Ceremonia, której gospodarzem było Stowarzyszenie Pisarzy Polskich (SPP), odbyła się w Domu Literatury.
Szefa resortu kultury reprezentowali dyrektor generalny MKiDN Jarosław Czuba i dyrektor Biura Ministra w MKiDN Michał Góras.
W imieniu ministra odznaczyli oni w czwartek sześcioro pisarzy: Srebrnymi Medalami Zasłużony Kulturze "Gloria Artis" - Krystynę Rodowską, Piotra Wojciechowskiego i Zbigniewa Taranienko, a Brązowymi Medalami Zasłużony Kulturze "Gloria Artis" - Katarzynę Boruń-Jagodzińską, Jerzego Górzańskiego i Grzegorza Walczaka.
Na galę nie przybyli natomiast: Kazimierz Orłoś i Piotr Matywiecki (którym przez ministra przyznane zostały Złote Medale Zasłużony Kulturze "Gloria Artis"), Tomasz Łubieński, Iwona Smolka i Adriana Szymańska (Srebrne Medale Zasłużony Kulturze "Gloria Artis") oraz Maria Jentys-Borelowska i Grzegorz Kasdepke (Brązowe Medale Zasłużony Kulturze "Gloria Artis").

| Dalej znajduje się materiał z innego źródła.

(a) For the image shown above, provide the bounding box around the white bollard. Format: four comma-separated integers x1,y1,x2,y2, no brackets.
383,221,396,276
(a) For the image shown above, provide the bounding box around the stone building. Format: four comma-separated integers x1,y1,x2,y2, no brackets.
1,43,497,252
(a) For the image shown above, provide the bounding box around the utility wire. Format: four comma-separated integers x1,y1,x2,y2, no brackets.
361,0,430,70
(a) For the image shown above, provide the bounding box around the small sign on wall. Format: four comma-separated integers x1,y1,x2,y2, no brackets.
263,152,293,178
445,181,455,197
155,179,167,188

Medale "Gloria Artis" zostały przyznane przez ministra kultury na wniosek prezesa Zarządu Głównego SPP.
Podczas uroczystości głos zabrał jeden z odznaczonych, Piotr Wojciechowski. Zwracając się do przedstawicieli ministra oraz do kolegów z SPP, powiedział: "Tydzień temu pochyliliśmy głowy, a Kościół nam posypał popiół, przypominając nam cnotę pokory. Dziś muszę podziękować ministerstwu za przypomnienie tej samej cnoty, bardzo ważnej".
"Może nie jest to najbardziej eleganckie podziękowanie, ale jednocześnie serce boli, bo przecież to odznaczenie (...) dzieli naszych znakomitych kolegów" - podkreślił Wojciechowski.
Mówiąc o tych odznaczonych, którzy nie przyszli na galę i nie odebrali medali, powiedział, że jego zdaniem "ich argumenty nie są pustymi słowami".
"Dlatego gdybym był ministrem kultury, zaprosiłbym każdego z nich i wysłuchałbym argumentów, a może spotkał ich wszystkich i poprosił ich, żeby zorganizowali kolejny Kongres Kultury, bo naprawdę potrzebne jest nam takie forum, żebyśmy znowu szczerze o kulturze porozmawiali" - mówił w Domu Literatury Wojciechowski.
Jarosław Czuba, proszony po ceremonii przez dziennikarzy o komentarz do apelu Wojciechowskiego, zapewnił: "Jako przedstawiciel ministra na (...) uroczystości, oczywiście przekażę wszelkie sugestie i spostrzeżenia z dzisiejszego spotkania kierownictwu resortu".
Mówiąc o medalach "Gloria Artis" Czuba podkreślił, że "jest to uhonorowanie działalności twórczej poszczególnych członków stowarzyszenia". "Pan minister potwierdza wolę wnioskodawców, osób, które mają bieżący kontakt, mają pełną informację, pełną wiedzę na temat działalności twórczej członków stowarzyszenia" - powiedział dyrektor generalny MKiDN.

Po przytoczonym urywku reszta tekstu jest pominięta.